MP4 is the most-deployed video container format in the world. Every device that plays video opens MP4 files. Every streaming service produces MP4 in some variant (progressive MP4, fragmented MP4, CMAF). Every codec ships in MP4 as one of its primary containers. Understanding what MP4 actually is — the box-based structure, the difference between progressive and fragmented variants, the relationship to ISOBMFF and MOV — is foundational to working in video pipelines. This page is the engineering reference.
What MP4 is
MP4 (formally ISO/IEC 14496-14, MPEG-4 Part 14) is a specific profile of the ISO Base Media File Format (ISOBMFF, formally ISO/IEC 14496-12). The relationship:
- ISOBMFF is the base container specification. It defines the structure but not the specific content.
- MP4 is the MPEG-4-specific profile that constrains ISOBMFF for MPEG-4 audio and video carriage.
- MOV is Apple's QuickTime container, the ancestor of ISOBMFF. Practically interchangeable with MP4 for most purposes.
- CMAF (Common Media Application Format) is a specific profile of fragmented ISOBMFF for streaming.
- 3GP (used in mobile) is another ISOBMFF profile.
These all share the underlying box-based structure. Most tools that read MP4 also read MOV, fragmented MP4, CMAF, and 3GP — they're variations on the same theme.
The box structure
ISOBMFF (and therefore MP4) is built from boxes — also called atoms in the older MOV terminology. Each box has:
- Size (4 bytes) — total size including the header.
- Type (4 bytes) — four-character code (FourCC) identifying the box type.
- Optional extended size (8 bytes for very large boxes).
- Payload — content specific to the box type.
Boxes can contain other boxes (nested), creating a tree structure. The major top-level boxes in a typical MP4 file:
ftyp (file type)
moov (movie metadata)
├── mvhd (movie header)
├── trak (track) — one per video/audio/subtitle track
│ ├── tkhd (track header)
│ ├── mdia (media)
│ │ ├── mdhd (media header)
│ │ ├── hdlr (handler reference)
│ │ └── minf (media information)
│ │ └── stbl (sample table) — describes how samples are stored
│ └── edts (edit list) — optional, defines edits/offsets
└── udta (user data) — optional metadata
mdat (media data) — the actual encoded bits
The moov box is the metadata describing what's in the file; mdat is the actual media payload. The stbl (sample table) within each track is the index that maps from time/sample number to byte offset in mdat.

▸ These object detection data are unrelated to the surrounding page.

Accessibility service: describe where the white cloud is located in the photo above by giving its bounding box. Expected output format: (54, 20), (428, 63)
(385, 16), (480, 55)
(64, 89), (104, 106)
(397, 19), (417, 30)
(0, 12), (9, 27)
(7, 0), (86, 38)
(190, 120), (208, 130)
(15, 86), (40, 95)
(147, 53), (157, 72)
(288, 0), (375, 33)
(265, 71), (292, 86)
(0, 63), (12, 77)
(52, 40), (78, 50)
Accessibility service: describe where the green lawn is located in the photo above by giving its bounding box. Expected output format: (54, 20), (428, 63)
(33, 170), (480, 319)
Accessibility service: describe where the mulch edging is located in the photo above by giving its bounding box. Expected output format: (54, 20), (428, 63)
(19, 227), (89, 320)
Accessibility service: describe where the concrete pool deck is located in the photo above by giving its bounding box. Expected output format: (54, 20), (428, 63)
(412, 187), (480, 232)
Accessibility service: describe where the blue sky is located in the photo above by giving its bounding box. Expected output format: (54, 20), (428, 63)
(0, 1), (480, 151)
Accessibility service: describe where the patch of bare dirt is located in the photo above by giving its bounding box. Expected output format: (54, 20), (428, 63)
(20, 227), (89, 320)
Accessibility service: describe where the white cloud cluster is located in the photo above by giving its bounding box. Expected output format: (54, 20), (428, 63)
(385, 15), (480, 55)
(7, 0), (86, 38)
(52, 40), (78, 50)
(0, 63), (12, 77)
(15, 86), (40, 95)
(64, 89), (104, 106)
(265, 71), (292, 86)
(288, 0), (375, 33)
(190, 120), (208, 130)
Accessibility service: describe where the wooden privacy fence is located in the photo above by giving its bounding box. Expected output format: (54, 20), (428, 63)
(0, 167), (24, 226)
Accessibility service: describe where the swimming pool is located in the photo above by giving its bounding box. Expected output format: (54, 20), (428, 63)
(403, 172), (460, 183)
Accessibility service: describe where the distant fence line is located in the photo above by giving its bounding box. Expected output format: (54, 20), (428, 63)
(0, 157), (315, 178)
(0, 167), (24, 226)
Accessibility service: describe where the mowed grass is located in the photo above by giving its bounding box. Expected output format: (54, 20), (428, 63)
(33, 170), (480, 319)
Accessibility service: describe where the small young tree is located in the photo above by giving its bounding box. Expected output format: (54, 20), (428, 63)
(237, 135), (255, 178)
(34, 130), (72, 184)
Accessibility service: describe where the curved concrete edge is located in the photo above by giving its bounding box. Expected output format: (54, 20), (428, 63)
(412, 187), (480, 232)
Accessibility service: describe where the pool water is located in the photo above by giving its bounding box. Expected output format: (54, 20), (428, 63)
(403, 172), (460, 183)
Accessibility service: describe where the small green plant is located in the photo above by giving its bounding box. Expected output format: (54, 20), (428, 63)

Progressive MP4 vs fragmented MP4
MP4 has two structural variants for streaming:
Progressive MP4 (the original) — moov followed by mdat. Player must read all of moov before it can start playing (because moov contains the byte offsets needed to find media samples). For streaming, this means the player downloads metadata first, then media. Workable for VOD; awkward for live.
Fragmented MP4 (fMP4) — small moov followed by sequence of moof + mdat pairs (movie fragments). Each fragment has self-contained metadata and media data; players can start playing as fragments arrive without waiting for the whole moov. Designed for streaming.
The fMP4 structure:
ftyp
moov (initialization — codec config, but no per-fragment indexing)
moof (fragment metadata)
mdat (fragment media)
moof (next fragment metadata)
mdat (next fragment media)
...
For modern streaming (HLS modern, DASH, CMAF), fMP4 is what's used. Progressive MP4 still works for VOD download, but streaming infrastructure is built around fMP4.
Faststart for progressive MP4
For progressive MP4 used over HTTP, the moov box position matters. By default, encoders write moov at the END of the file (because the encoder needs to know all sample positions before it can write the index). For HTTP streaming, this means the player has to download the entire file before it can start playback.
The fix: faststart mode — relocate moov to the start of the file after encoding. Then the player downloads moov first (small), starts playback, and downloads mdat (large) progressively.
ffmpeg with faststart:
ffmpeg -i input -c:v libx264 -movflags +faststart output.mp4
For VOD progressive download, faststart is essentially mandatory. Without it, playback can't start until the whole file is downloaded — terrible UX.
For fragmented MP4, faststart isn't needed — the structure is inherently streaming-friendly.
CMAF — the streaming profile
CMAF (Common Media Application Format, ISO/IEC 23000-19) is a specific profile of fragmented MP4 designed for streaming. It constrains the fMP4 structure to ensure interoperability between HLS and DASH players:
- Single track per segment — each CMAF segment contains exactly one media track.
- Specific box structure — only certain box types and arrangements are allowed.
- Defined timing model —
tfdt(track fragment decode time) for absolute timing. - Encryption profile — Common Encryption (CENC) with specific cbcs configuration for multi-DRM compatibility.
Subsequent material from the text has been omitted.